Ep. 241 Krugman Confuses on Trade Surpluses
Bob uses a recent Krugman article to highlight how free-traders sometimes confuse the public on the nature of trade surpluses. Contrary to Krugman, there’s nothing foolish about exporting more than you import.
Mentioned in the Episode and Other Links of Interest:
- Bob’s mises.org critique of Krugman’s NYT column.
- Bob’s critique of the WSJ subtitle for a Barro op ed.
- Bob’s novel Minerva (pdf version compiled by a listener).
- Help support the Bob Murphy Show.
The audio production for this episode was provided by Podsworth Media.
I am not seeing how economic concepts like free-trade, comparative advantage and opportunity costs can be applied clearly to non-capitalist countries. Certainly not as clearly as they would in an ideal free market. Mercantile and classical economics don’t seem to have much purchase with regards to free-trade among non-free economies. MMT and the like have on the other hand built their entire analytical framework around centrally planned economies. And since much of the world is adopting more of the latter, this “modern” economics seems to unfortunately be becoming more relevant.
As an extreme example of this: consider socialist country A whose population significantly exceeds free market country B. The ruling party of country A forces their constiuents into slave labor to produce goods at artificially low cost for country B. Country A then might use the resulting accumulated trade surpluses to strategically influence and/or control aspects of the economy, government and other institutions of country B. Country A might establish monopolies of certain essential products.

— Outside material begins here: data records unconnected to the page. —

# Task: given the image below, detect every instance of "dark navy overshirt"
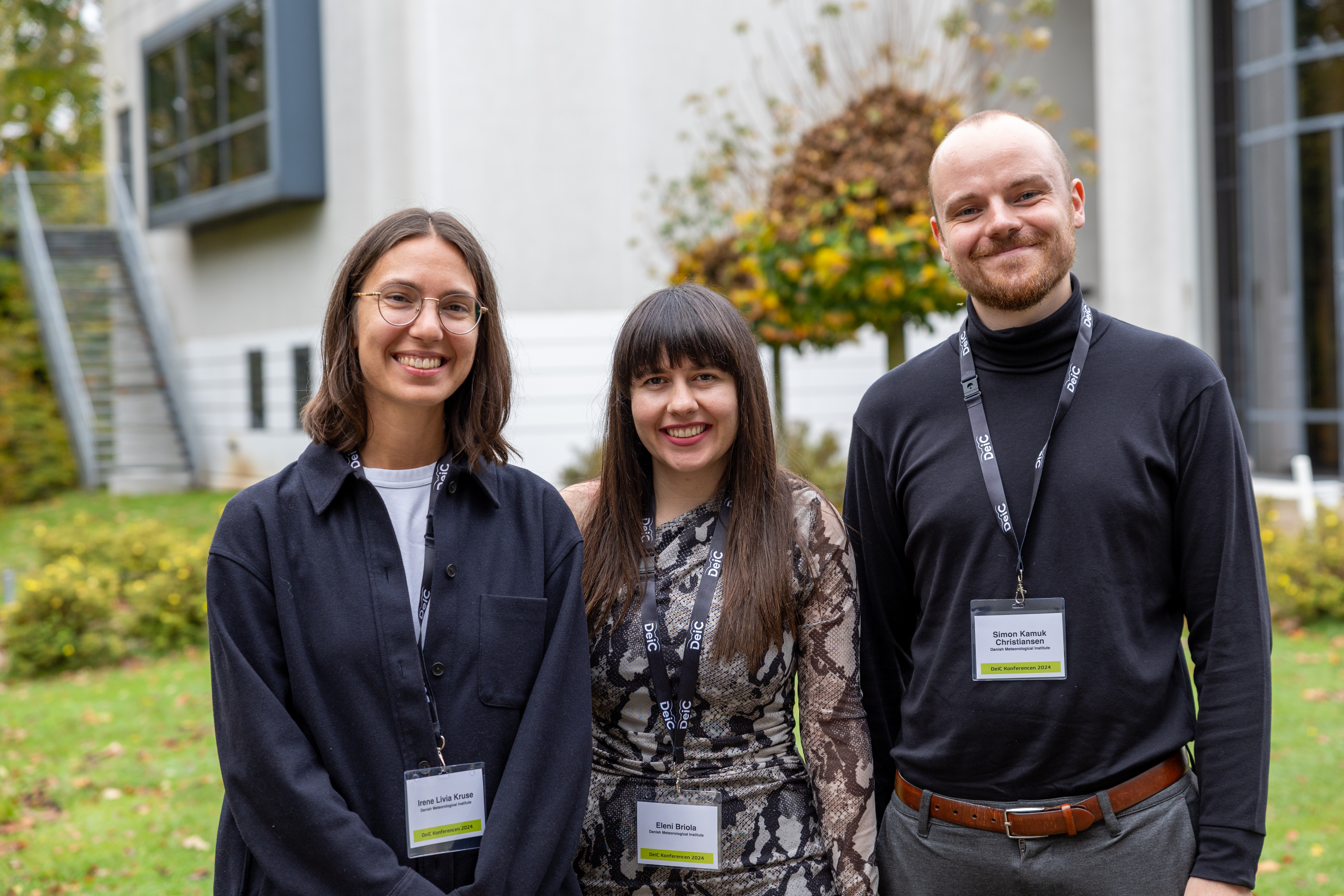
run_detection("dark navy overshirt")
[207,446,593,896]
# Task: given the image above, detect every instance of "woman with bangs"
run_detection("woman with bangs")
[562,283,878,896]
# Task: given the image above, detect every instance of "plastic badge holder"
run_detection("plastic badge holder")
[636,786,723,870]
[970,598,1068,681]
[403,762,485,858]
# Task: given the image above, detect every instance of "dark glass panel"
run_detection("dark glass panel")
[1297,56,1344,118]
[145,47,180,152]
[294,345,312,429]
[187,26,219,137]
[1297,132,1340,470]
[228,125,266,180]
[220,3,266,121]
[247,352,266,430]
[149,159,180,203]
[187,144,222,194]
[1297,0,1344,47]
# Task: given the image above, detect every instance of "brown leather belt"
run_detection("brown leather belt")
[896,750,1185,838]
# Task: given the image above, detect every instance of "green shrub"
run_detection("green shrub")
[4,556,125,676]
[1261,505,1344,622]
[780,420,847,506]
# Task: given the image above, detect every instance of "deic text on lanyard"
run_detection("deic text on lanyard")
[345,450,453,767]
[957,302,1093,606]
[640,490,732,763]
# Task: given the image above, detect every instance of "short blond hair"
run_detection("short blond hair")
[925,109,1074,226]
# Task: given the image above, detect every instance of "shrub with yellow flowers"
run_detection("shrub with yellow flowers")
[4,513,210,676]
[1261,504,1344,622]
[4,555,125,676]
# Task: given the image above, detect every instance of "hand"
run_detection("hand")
[1185,877,1251,896]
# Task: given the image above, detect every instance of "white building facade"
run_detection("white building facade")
[95,0,1301,488]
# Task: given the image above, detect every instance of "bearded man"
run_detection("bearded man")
[844,112,1270,896]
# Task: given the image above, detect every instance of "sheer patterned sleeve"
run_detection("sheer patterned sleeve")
[798,489,878,896]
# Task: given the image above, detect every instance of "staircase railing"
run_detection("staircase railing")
[13,164,98,489]
[108,172,206,488]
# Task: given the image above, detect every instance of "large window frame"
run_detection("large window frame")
[141,0,325,227]
[1231,0,1344,473]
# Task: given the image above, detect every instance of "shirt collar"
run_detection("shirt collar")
[298,445,500,515]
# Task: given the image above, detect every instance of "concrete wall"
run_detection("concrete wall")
[103,0,925,488]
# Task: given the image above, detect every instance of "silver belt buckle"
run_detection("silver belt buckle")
[1004,806,1050,840]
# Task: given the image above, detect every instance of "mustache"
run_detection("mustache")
[970,231,1050,261]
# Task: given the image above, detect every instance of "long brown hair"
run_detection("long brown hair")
[302,208,517,467]
[583,282,797,662]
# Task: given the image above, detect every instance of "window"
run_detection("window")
[1231,0,1344,473]
[117,109,136,196]
[146,0,267,204]
[294,345,312,429]
[142,0,325,227]
[247,349,266,430]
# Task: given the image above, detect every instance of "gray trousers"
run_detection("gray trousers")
[878,771,1199,896]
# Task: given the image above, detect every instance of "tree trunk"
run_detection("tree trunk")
[887,321,906,371]
[770,345,784,434]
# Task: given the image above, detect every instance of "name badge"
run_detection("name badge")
[634,790,723,870]
[405,762,485,858]
[970,598,1068,681]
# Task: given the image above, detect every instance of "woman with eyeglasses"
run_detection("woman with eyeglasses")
[563,283,878,896]
[207,208,591,896]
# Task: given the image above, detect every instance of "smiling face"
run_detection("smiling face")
[355,236,480,419]
[630,361,738,477]
[929,116,1085,312]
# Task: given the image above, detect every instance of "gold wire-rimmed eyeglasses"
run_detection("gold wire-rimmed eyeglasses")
[355,285,491,336]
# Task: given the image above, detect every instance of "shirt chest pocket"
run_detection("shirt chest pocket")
[477,594,546,709]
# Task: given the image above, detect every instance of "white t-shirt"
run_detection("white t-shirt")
[364,463,434,645]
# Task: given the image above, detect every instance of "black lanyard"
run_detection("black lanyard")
[345,450,453,768]
[958,302,1091,606]
[640,493,732,763]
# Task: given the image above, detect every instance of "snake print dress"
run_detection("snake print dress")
[574,482,878,896]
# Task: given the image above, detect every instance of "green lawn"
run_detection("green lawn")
[1255,622,1344,896]
[0,492,233,572]
[0,493,1344,896]
[0,652,223,896]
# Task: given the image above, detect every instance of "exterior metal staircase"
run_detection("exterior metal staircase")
[0,167,202,493]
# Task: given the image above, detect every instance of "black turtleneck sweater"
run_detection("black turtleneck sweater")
[844,279,1270,887]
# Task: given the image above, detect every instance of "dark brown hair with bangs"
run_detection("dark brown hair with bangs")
[302,208,517,467]
[583,282,797,662]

A cut-off of trade of these goods due to for example policy choices by either country might cause economic turmoil. Country B would not be able to rebuild its own supply easily due to the capital-intensive nature of such products. Is country A’s slave labor a comparative advantage over country B? Would country B be incurring an opportunity cost if it were to impose protections against country A in favor of say R&D to advance automated production of such goods? I don’t know of any direct or indirect claims that Austrian economics makes about comparative advantage or opportunity costs in the domain of non-voluntary transactions.
A less extreme example, and more related to the show: country X runs consistent trade deficits in its domestic currency. The point that “free-trade” economists might be making is that the accumulated currency of country X is a very different “good” than the goods and services that they were traded for. Particularly, the government of country X has much more control over the exported currency than anyone else has over the imported goods and services. For instance, inflation, financial repression or a foreign investment tax might be imposed. Domestically, country X would not go unscathed by such policies. But I bet if you were one of the policymakers or someone else who otherwise obtained inside information about said policies you would probably fare pretty well. Either way, one should be skeptical when economists like Krugman smugly declare that deficits don’t matter.